On nomme donc trente magistrats, tous oligarques et certains de très très grandes familles :
Polycratos, Critias, Mélobios, Hippolokhos, Euclidès, Hiéron, Mnésilokhos, Khrémon, Théramène, Arésias, Dioclès, Phédrias, Chéréléôs, Anétios, Pison, Sophoclès, Ératosthène, Khariclès, Onomaclès, Théognis, Aiskhinos, Théogénos, Cléomèdès, Erasistratès, Phidon, Dracontidès, Eumathès, Aristotelès, Hippomakhos, Mnésithidès.

Le plus connu d'entre eux est Critias. Qui est aussi l'oncle du philosophe Platon.

Critias est beau, Critias est jeune, Critias est poète et auteur de théâtre. Et Critias a la niaque.

Les trente magistrats doivent donc écrire des espèces de lois constitutionnelles (désolée pour l'anachronisme). Et ils... prennent leur temps. Rien ne presse. Ils sont au pouvoir après tout.

En revanche ils nomment vite fait un conseil resserré de 500 citoyens pour les décisions politiques, 10 "archontes" (dirigeants) du port du Pirée, 10 gardiens de prison et surtout 300 gardes armés de fouet.

Symboliquement, c'est rude, car à Athènes on ne fouette pas les citoyens : c'est un traitement jugé dégradant, pour les esclaves, et vous pouvez même faire un procès à quiconque vous fait violence.

Mais les Trente commencent par des mesures "modérées" selon nos auteurs pro-oligarchie : renforcer le tribunal traditionnel de l'Aréopage, clarifier les lois douteuses, renforcer le droit de succession... décourager la délation... interdire les orateurs/sophistes qui font rien que de la propagande...

... arrêter les auteurs de dénonciations calomnieuses...
... demander à Sparte une petite rallonge de troupes pour maintenir l'ordre...
... une fois les troupes en ville, jeter en prison des "fauteurs de trouble" potentiels...
... à un moment, faire s'exiler plein de démocrates dont Thrasybule de Stiria qui file pour de Thèbes...
... éliminer toutes les personnes d'assez haut rang pour être en mesure de former une opposition...
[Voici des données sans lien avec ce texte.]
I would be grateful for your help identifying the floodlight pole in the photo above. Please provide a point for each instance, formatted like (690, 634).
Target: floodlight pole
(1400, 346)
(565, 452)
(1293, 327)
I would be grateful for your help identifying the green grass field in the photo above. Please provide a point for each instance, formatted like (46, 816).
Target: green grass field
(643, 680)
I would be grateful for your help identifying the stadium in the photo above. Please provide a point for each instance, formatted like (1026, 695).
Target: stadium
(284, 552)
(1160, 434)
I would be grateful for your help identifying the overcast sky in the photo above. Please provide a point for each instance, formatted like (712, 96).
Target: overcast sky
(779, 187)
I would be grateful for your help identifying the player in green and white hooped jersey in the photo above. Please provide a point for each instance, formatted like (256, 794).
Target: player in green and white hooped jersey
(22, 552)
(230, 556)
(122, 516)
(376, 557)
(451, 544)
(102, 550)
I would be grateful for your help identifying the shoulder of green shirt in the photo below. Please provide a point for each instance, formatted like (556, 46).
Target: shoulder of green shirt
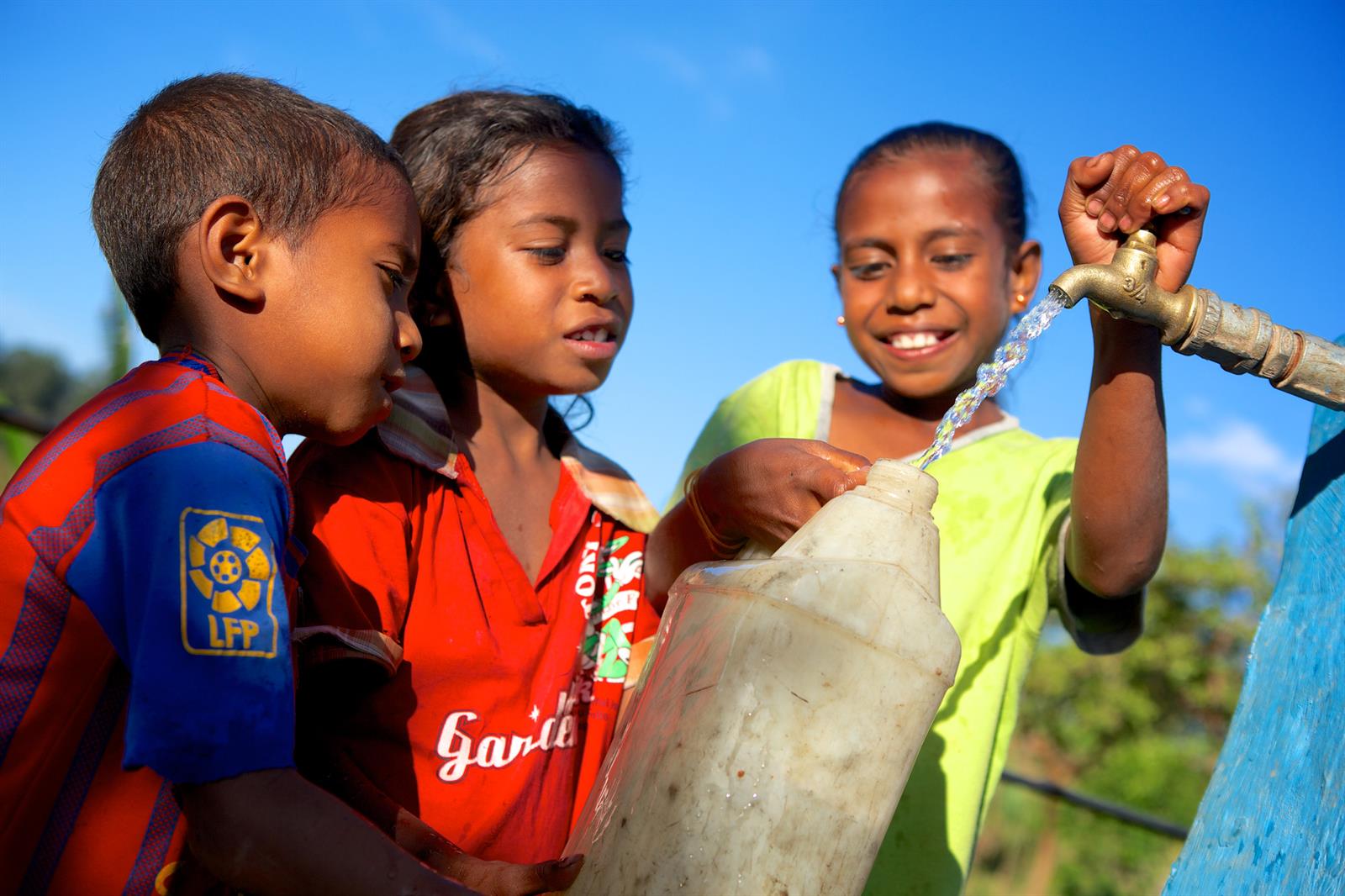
(766, 407)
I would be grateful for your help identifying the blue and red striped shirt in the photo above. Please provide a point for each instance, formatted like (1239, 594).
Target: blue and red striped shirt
(145, 561)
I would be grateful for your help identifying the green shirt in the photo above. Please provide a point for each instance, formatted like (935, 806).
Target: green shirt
(1002, 512)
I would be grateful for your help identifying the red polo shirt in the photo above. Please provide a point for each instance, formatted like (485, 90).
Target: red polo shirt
(498, 696)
Bref un programme que l'on qualifiera de Poutine années 2000.

[la suite après ma soupe]

À en croire Xénophon, c'est vers ce moment-là, quand les Trente font exécuter avec fort peu de procès des gens importants parce qu'ils sont importants, que Théramène commence à s'alarmer.
Car Théramène, lui, est un oligarque *modéré*. Comprenez : ce qu'il veut, c'est mettre l'élite (politique, économique, militaire) au pouvoir.

Alors, si on commence à faire mourir des riches !! Il a pas signé pour ça !
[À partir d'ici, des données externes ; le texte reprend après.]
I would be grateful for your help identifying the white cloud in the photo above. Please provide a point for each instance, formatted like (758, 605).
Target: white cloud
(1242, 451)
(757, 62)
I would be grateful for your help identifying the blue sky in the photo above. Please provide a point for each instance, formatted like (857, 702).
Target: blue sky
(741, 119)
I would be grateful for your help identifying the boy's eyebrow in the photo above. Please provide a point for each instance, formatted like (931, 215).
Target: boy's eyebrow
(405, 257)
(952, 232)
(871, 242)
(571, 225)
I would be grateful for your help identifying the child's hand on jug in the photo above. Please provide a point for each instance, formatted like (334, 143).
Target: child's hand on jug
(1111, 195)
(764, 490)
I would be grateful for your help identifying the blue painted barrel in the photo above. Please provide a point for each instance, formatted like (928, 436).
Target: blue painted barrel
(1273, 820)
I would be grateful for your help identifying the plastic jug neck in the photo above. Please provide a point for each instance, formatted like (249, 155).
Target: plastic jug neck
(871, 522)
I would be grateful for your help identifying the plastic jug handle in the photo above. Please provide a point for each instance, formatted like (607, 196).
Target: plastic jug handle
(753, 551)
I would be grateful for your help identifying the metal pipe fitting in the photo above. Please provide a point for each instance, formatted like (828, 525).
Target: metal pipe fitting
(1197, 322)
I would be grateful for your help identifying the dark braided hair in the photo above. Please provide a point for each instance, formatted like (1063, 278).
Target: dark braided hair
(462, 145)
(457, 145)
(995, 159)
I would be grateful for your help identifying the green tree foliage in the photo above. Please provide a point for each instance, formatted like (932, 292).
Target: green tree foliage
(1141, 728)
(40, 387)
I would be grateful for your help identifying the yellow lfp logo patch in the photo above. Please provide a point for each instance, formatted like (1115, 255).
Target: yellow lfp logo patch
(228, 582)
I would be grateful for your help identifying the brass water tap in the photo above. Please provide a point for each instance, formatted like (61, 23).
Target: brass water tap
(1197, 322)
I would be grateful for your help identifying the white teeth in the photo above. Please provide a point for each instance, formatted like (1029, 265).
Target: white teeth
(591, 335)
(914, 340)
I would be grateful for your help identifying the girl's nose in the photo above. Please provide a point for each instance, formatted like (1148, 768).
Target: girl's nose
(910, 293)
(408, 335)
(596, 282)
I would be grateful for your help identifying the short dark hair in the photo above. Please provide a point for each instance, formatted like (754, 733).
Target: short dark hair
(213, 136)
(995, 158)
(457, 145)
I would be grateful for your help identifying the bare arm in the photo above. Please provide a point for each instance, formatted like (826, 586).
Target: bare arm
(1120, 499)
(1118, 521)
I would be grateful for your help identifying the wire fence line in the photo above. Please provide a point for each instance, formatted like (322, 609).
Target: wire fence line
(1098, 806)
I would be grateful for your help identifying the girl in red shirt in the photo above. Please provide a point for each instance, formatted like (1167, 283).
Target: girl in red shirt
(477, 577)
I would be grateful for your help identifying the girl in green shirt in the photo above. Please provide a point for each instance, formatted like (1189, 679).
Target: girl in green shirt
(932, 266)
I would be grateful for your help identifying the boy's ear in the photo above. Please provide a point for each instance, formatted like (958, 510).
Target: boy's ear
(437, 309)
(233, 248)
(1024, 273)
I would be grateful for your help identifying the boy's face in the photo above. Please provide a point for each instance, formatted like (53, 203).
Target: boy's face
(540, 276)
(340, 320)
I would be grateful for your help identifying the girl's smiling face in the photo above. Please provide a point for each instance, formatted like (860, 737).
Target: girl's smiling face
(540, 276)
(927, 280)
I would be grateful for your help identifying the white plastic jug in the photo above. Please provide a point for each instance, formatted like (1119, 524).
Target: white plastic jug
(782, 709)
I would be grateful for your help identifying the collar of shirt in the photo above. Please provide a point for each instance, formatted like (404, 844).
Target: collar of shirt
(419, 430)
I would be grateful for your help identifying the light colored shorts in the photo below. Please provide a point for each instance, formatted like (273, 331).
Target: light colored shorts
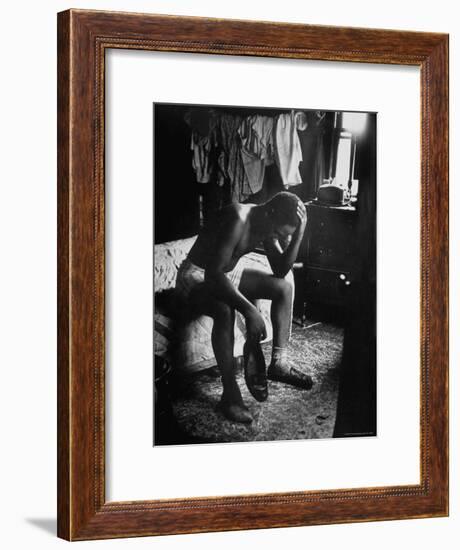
(190, 275)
Il commence à engueuler Critias.

Critias lui réplique, aux dires de Xénophon :
"Parce qu'on est trente et pas un seul, tu crois qu'il faut employer des moyens moins violents qu'une tyrannie pour conserver le pouvoir ? Tu es bien nigaud." (Traduction libre.)

Le ton est donné. Les Trente ne sont plus une oligarchie, gouvernement de quelques-uns, mais une tyrannie, un gouvernement illégitime assuré par la violence.
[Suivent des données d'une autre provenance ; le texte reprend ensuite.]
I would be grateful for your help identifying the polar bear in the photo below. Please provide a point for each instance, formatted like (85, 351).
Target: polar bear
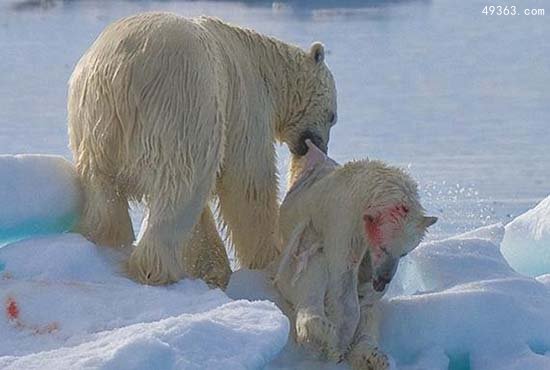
(344, 229)
(173, 111)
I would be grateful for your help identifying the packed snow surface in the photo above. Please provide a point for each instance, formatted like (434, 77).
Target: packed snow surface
(66, 306)
(526, 244)
(454, 304)
(38, 194)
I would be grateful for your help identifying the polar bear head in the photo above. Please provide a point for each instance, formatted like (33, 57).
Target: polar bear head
(310, 111)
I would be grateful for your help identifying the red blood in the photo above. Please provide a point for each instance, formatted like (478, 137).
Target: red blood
(372, 229)
(12, 310)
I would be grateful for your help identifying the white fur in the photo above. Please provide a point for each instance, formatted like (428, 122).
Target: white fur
(322, 221)
(171, 111)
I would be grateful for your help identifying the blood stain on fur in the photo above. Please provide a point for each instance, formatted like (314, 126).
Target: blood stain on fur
(12, 309)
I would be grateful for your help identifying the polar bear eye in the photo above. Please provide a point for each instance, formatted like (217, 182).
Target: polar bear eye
(332, 118)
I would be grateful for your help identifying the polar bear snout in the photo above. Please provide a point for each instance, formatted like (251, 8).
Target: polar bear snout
(301, 148)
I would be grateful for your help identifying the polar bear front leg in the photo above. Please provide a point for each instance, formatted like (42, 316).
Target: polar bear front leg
(205, 257)
(165, 233)
(105, 219)
(365, 353)
(249, 207)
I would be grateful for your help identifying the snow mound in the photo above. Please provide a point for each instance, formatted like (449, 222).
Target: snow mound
(39, 194)
(457, 304)
(67, 307)
(526, 244)
(454, 304)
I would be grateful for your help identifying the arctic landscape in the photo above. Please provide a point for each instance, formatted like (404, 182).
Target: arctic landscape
(457, 98)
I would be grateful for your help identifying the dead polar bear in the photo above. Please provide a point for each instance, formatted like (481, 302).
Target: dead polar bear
(171, 111)
(344, 229)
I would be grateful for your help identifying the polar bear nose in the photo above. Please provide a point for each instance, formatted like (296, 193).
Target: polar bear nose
(301, 148)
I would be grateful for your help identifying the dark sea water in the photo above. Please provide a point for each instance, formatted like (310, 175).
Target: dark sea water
(459, 98)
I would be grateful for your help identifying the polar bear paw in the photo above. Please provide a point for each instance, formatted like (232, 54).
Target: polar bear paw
(154, 264)
(370, 358)
(319, 334)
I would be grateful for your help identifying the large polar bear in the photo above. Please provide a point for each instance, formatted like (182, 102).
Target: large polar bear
(172, 111)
Cependant deux des Trente, Théognis et Pison, ont une idée.
– Les amis, le trésor est vide. (Et nos poches aussi.)

"Eh bien pour le/les renflouer, on a une idée. Vous voyez les metoikoi ou métèques [étrangers résidant à Athènes privés de tout droit politique ainsi que leurs enfants, formant ainsi une classe de résidents non citoyens malgré leur intégration parfois depuis des générations] ? Certains sont riches. TRÈS riches. Et certains sont aussi nos opposants politiques.
– Et donc ?
– Et donc, à nous 30, on choisit un métèque chacun, on le condamne à mort et on prend tous ses biens.

C'est ainsi que les Trente lancèrent une espèce de purge anti-métèque dans la cité, dans le but (disent les trois sources) de s'enrichir personnellement en empochant les biens réquisitionnés.

En plus, et pour l'Antiquité c'est extraordinairement rare, on a le témoignage d'une de leurs victimes. Lysias, l'auteur de discours.

Lysias et son frère Polemarkhos sont les fils de Kephalos, un étranger venu s'installer à Athènes trente ans plus tôt.

À l'échelle d'une cité grecque, les deux frères ont des thunes, et attirent donc la convoitise des Trente.

Lysias raconte comment il est arrêté chez lui, en plein repas, par les hommes de Puson qui chassent tous ses invités. Pison fait irruption chez lui.

Lysias, qui a le choix entre mourir et raquer, promet un talent d'argent (moult, moult thunes pour l'époque) à Pison s'il lui laisse la vie sauve. Pison jure, Lysias ouvre un coffre, et Pison empoche les 3 talents qui s'y trouvent.

– Laisse-moi au moins de quoi vivre, supplie Lysias, et Pison lui réplique :
– Tu vas t'en tirer, tu devrais t'estimer heureux.

Mais Lysias manque quand même d'y passer parce qu'à la sortie de chez lui deux autres des Trente l'alpaguent et le parquent avec d'autres victimes dans une maison. Coup de bol, c'est la maison de Damnippos, est un ami de Lysias, et il la connaît par cœur. Il finit par s'enfuir en profitant de ce que les portes ne sont pas gardées.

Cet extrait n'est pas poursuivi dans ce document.